A man approached Jennifer Rubell, an American conceptual artist, and asked if he had her consent. She didn’t respond. He asked over and over again. “Eventually he just did it,” Rubell says.
The “it” was throwing a cream pie at her face. The visitor was one of many to do so that month—that’s because in her latest exhibition, titled Consent, the renowned food artist is asking viewers to do so. The performance explores power, vulnerability, humiliation, risk, and acceptance.
Rubell’s newest exhibition opened in Meredith Rosen Gallery in New York City this month. The exhibition is divided into two parts; the first is a show of paintings over two rooms. In these paintings, Rubell scrawls her actual phone number and hearts in various forms. In the third and last room, Rubell is found standing on a pedestal in the middle of the room, in front of over a hundred pies. One viewer at a time is allowed to approach Rubell, pick up a pie, and throw it in her face; before doing so, they have to read through and sign a four-page consent form.
“When a person comes towards me, often they’ll look me in the face and ask for a kind of permission or ask me to be ‘OK’ with what’s about to happen. I don’t give them anything, I just stand there,” Rubell tells Quartz. “They already know they have my consent. They have to come to terms with what they’re choosing to do with my consent.”
The consent form is a piece in itself. The form clearly states what Rubell is consenting to, what she isn’t, what she expects of them, and what she would consider a transgression. “Some people read through it and I hear them laughing, some people read through it and I see them take it very seriously,” she says. Everyone has so far followed all the guidelines.
The performance is a physically grueling one. “The first thing I do after someone hits me with a pie is to check my posture and not crumple,” she explains, adding she wants to “really stand there as much a monument as before the pie was thrown.” At the end of every night, Rubell feels shattered and walks away with a mix of emotions. “It is definitely holding to seemingly opposite feelings in my body at the same time; of being a victim, but of also being the kind of overarching power inside of this dynamic,” she says. She points out that she set up the performance, she chooses to stand there most nights, and has people throw a pie at her in the way she’s asked them to.

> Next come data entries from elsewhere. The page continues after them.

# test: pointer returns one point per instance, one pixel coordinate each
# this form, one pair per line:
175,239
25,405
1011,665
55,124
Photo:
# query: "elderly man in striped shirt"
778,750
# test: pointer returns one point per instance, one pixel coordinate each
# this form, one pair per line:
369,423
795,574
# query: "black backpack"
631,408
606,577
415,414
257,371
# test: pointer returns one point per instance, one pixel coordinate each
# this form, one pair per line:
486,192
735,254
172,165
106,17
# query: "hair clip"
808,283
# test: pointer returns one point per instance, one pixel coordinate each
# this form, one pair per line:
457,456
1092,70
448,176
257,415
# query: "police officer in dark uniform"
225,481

Though the exhibition has gone on for several weeks, Rubell is still somewhat shocked when someone slams a pie in her face. She says she doesn’t process the emotions she feels during the performance there and then. “My own instructions to myself are really just to stand there and accept what happens and not try to decode anything and feel whatever I feel, not exaggerate it, not amplify it, and just be a human being standing and feeling that.”
Rubell invites the viewers to contact her afterwards. Some have called her, left a voice message, but most just text her. She always responds to the text messages. Some say they like the work, while others awkwardly ask what they’re meant to say (whatever they want). “There’s so much fear and self-protection surrounding human interaction that you can easily miss the pleasure of just getting to know another human being,” Rubell says.
The exhibition comes in the midst of a powerful reckoning on sexual assault and harassment. The #MeToo campaign started as a grassroots social media-based discussion and has since morphed into a movement that is working to empower women in their workplaces and beyond. The leaders of the #MeToo movement were named Time magazine’s Person of The Year, and many have come forward to create #TimesUp—an advocacy group that has founded a legal defense fund for women tackling sexual assault and harassment. Rubell says her work cannot be divorced from the current charged political and social upheaval.
There’s already been significant backlash to the #MeToo movement. The movement is asking hard questions; when is consent being given and in what conditions? Also, even if a situation is legal, does it necessarily make it right? But some say it is already blurring the lines between a non-consensual encounter and one that is awkward and uncomfortable. Rubell’s performance piece is in some ways placing this tension under a magnifying glass.
Food is an important part of unraveling the complexity around consent—and Rubell has long played around with food for her work. In 2011, she invited museum patrons to crack nuts with nude female mannequin legs. Two years later, she put 573 hand-made Chinese egg custard tarts on a table and asked viewers to help themselves. In 2015, she served bread and butter to the audience in a piece titled “Devotion.” For Rubell, food makes it easy for her to break down the boundary between the performer and the viewer.
“It’s the medium that’s always engaged me,” Rubell says. “It’s [food] a physical object that people are used to putting inside their bodies… I think its something people find it easy to physically engage with. They’re used to touching it, they used to having some sort of ownership with it.”
Consent is the first performance that puts Rubell at the epicenter. She says she had to put herself in the performance simply because she couldn’t subject another person to that many pies to the face.